What’s going on with the police in Hawaii?
One of our characters, Murti Hower, was assaulted in an alley about a month after Sundance with death threats — “I’m going to fucking come after you if you bring that fucking movie to this island. You’re hurting our businesses. I’m going to find you and kill you.” So those reports were given to the police and they tracked down the guy. The guy’s address was the same as The Teacher’s address. He’s his bodyguard. Now, whether The Teacher told him to do it or not, The Teacher is behind everything. He creates a volatile environment around him where he gets everybody all up in arms and they all protect him.

That happened to Murti, and his wife was 15 feet away, and they have been a wreck. They filed police reports, and it’s still under investigation. When we left the island a week ago they were like, “You guys are leaving us here with them.” This group, they bully people. We did a mailer in the three-mile radius around where he lives to make the community aware of the film and that he doesn’t want anyone to see it, and we have reports of people taking the flyers out of mailboxes and ripping them up. These were mailed through the U.S. Postal Service, so that’s a federal offense.

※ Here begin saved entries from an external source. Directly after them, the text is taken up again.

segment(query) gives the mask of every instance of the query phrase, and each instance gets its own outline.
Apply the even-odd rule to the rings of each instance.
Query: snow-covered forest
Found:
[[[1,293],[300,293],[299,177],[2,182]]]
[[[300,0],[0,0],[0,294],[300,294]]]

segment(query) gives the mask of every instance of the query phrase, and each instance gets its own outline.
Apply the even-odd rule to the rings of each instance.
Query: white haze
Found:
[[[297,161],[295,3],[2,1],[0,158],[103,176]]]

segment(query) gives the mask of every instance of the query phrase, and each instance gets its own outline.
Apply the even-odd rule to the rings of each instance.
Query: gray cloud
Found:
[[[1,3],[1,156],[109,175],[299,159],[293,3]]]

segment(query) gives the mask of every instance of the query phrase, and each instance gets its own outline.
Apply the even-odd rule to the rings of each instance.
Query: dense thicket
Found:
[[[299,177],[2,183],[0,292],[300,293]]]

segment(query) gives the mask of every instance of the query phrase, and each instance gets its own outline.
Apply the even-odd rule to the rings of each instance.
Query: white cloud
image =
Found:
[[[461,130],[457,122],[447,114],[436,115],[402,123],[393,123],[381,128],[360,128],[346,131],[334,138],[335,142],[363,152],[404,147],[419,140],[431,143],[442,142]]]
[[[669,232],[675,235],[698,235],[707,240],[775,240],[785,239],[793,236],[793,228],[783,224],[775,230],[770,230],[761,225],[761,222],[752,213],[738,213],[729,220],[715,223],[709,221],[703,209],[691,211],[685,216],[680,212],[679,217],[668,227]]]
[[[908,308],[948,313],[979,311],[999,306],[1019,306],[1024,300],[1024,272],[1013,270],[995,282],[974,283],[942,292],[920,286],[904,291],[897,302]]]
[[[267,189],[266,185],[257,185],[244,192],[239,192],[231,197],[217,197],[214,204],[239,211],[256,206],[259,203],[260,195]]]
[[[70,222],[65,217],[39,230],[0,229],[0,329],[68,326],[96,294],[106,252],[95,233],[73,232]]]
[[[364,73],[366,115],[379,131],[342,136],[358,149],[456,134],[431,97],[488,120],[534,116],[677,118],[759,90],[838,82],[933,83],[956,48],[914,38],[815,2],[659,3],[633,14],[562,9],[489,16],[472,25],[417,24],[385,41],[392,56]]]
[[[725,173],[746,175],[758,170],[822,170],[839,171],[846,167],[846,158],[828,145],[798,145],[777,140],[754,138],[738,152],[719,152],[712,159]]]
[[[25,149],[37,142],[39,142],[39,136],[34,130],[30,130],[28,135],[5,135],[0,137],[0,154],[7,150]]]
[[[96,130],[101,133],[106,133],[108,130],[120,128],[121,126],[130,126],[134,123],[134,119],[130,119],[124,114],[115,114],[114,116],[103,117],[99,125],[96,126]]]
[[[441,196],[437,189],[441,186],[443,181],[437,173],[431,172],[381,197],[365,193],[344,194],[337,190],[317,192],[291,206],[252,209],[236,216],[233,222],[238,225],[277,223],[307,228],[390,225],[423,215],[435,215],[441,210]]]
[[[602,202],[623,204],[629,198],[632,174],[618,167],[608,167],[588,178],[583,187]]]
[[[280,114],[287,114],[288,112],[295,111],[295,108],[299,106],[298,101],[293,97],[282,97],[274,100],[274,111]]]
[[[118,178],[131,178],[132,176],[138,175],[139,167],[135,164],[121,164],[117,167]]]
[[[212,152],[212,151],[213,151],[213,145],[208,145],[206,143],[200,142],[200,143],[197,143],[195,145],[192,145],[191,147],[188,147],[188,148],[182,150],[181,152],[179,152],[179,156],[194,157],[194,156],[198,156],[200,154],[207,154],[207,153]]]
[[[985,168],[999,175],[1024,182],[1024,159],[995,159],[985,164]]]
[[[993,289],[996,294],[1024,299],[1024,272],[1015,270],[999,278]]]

Today, are you in a relationship?
I met a man a month after I started making this movie in 2012, who I fell in love with, but I had this huge undertaking and I devoted every day of my life for four years to this film, and I was not able to give my energy to somebody else. Which was sad. So we had a long-distance relationship that broke up, and I’m single. But I’m feeling very loving now. I feel very able and willing to find my man, that I can share myself with without losing myself.

Maybe you needed to have the catharsis of making this movie to do that.
I did. I needed to get this behind me. And I made the movie thinking that maybe only 12 people would see it.

Does it feel like a weight off?
I think the weight will feel off when I have a break, like maybe next week. Everyone says I need a month off.

Don’t go to Hawaii!
[Laughs.] You know, I want to, because I love that place. I have so many friends there. I’m thinking Bali, but don’t tell anybody.